Participants were randomly assigned to one of two therapy groups or a control group. After attrition there were 46 in music therapy standard of care; and 19 in the control group. Therapy groups met for online weekly group therapy sessions for six-weeks. A standardized questionnaire for state anxiety and a Likert scale for stress was completed before and after each group therapy session. A sample of hair for cortisol was given and a standardized perceived stress questionnaire was completed by all participants in week 1 and week 6.

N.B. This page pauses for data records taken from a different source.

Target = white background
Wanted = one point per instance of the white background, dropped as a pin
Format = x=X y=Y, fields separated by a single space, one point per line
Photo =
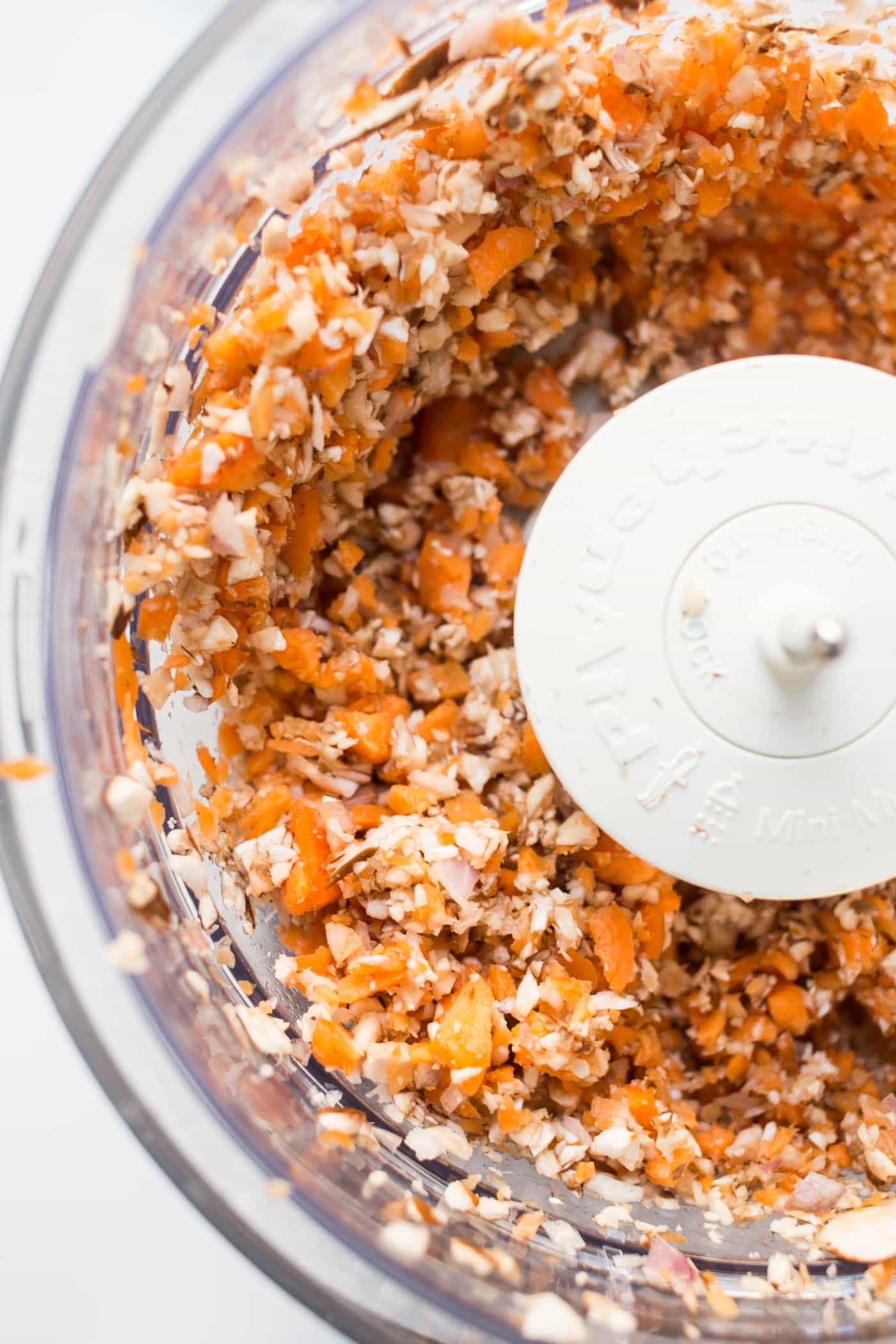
x=96 y=1245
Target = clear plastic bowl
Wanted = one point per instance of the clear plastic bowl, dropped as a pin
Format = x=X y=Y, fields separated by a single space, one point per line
x=265 y=79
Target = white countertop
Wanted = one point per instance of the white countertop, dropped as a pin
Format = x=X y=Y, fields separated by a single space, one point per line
x=99 y=1247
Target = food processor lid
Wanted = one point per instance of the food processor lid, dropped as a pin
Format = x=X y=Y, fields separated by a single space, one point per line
x=705 y=627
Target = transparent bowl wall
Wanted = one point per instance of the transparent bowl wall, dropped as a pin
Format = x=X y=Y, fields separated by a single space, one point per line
x=264 y=81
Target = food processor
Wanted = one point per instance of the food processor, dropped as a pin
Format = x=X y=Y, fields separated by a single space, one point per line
x=303 y=1171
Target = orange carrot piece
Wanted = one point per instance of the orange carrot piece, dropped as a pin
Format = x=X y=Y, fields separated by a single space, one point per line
x=534 y=758
x=241 y=469
x=503 y=562
x=444 y=573
x=308 y=888
x=463 y=138
x=24 y=768
x=410 y=799
x=303 y=655
x=333 y=1047
x=372 y=733
x=156 y=617
x=613 y=944
x=616 y=865
x=789 y=1010
x=543 y=390
x=464 y=1037
x=500 y=252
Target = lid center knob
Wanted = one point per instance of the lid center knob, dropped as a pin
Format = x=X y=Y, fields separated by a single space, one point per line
x=808 y=640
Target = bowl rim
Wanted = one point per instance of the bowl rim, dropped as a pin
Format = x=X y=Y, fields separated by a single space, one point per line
x=15 y=380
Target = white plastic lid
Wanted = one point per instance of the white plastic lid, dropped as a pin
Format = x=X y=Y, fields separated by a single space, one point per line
x=705 y=627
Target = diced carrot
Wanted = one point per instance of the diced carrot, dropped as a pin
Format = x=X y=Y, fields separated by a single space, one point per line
x=308 y=888
x=867 y=116
x=215 y=771
x=789 y=1010
x=464 y=1037
x=333 y=1047
x=504 y=561
x=513 y=30
x=580 y=966
x=643 y=1103
x=226 y=353
x=438 y=721
x=543 y=390
x=661 y=1171
x=26 y=768
x=629 y=111
x=712 y=196
x=228 y=741
x=374 y=973
x=367 y=815
x=303 y=535
x=349 y=556
x=500 y=252
x=616 y=865
x=372 y=733
x=715 y=1141
x=303 y=653
x=613 y=943
x=534 y=758
x=652 y=932
x=242 y=467
x=467 y=807
x=501 y=983
x=463 y=138
x=444 y=573
x=156 y=617
x=265 y=811
x=410 y=799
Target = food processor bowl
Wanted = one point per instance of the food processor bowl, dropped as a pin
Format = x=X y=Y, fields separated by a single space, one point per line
x=303 y=1172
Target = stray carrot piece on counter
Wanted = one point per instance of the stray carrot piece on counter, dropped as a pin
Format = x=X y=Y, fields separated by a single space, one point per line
x=500 y=252
x=26 y=768
x=308 y=886
x=613 y=943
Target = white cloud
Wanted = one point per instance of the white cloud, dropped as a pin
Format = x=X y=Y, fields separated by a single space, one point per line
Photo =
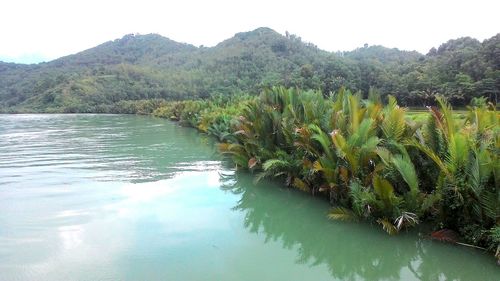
x=56 y=28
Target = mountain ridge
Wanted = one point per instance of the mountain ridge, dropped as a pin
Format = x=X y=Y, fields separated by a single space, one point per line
x=152 y=66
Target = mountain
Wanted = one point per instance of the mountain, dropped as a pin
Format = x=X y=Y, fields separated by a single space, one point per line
x=154 y=67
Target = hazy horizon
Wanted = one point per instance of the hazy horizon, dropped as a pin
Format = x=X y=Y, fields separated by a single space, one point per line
x=43 y=31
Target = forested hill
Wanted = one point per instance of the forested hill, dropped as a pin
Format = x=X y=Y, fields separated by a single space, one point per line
x=152 y=67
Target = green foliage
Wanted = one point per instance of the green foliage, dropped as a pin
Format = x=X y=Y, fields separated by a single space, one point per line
x=138 y=67
x=367 y=158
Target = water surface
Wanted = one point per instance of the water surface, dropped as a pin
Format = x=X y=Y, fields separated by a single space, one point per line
x=116 y=197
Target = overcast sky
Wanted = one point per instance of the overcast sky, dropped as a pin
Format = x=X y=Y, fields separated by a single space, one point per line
x=36 y=30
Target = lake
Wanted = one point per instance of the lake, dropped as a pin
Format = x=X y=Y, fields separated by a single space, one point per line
x=121 y=197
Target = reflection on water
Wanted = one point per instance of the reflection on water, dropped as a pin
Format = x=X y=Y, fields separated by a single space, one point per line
x=110 y=197
x=351 y=251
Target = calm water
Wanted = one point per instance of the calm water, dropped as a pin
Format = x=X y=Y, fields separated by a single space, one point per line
x=112 y=197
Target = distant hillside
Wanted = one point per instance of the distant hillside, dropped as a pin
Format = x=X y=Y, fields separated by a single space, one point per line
x=151 y=67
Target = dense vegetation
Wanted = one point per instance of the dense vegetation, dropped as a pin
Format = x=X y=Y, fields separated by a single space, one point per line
x=372 y=161
x=138 y=67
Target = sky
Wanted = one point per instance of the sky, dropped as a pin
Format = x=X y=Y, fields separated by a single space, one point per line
x=32 y=31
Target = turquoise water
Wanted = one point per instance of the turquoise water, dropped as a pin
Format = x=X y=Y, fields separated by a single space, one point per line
x=116 y=197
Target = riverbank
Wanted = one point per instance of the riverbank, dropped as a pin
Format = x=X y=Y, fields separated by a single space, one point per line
x=373 y=161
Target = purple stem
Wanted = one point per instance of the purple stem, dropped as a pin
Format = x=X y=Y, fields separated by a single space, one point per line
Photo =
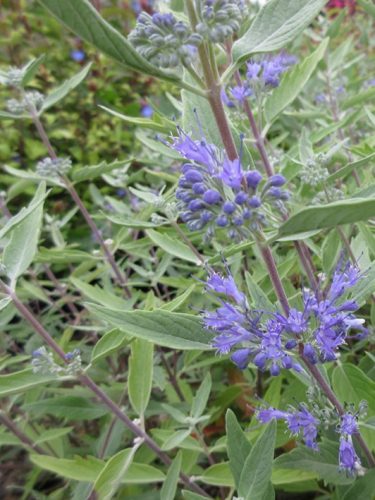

A significant reduction in state anxiety and stress scores before and after each group therapy session was observed. Preliminary findings reveal cortisol levels increased in the control group over the 6 weeks, but not in the therapy groups.  A non-significant reduction in perceived stress from week 1 to week 6 was observed in all therapy groups in comparison to the control group.

The sample size is too small for definitive conclusions, but the reductions in stress, anxiety and cortisol scores suggest online group music therapy may prove to be an effective addition for proactive management of student wellness. An in-person study to further investigate group music therapy for proactive wellness, with a larger sample size, will begin in February 2023.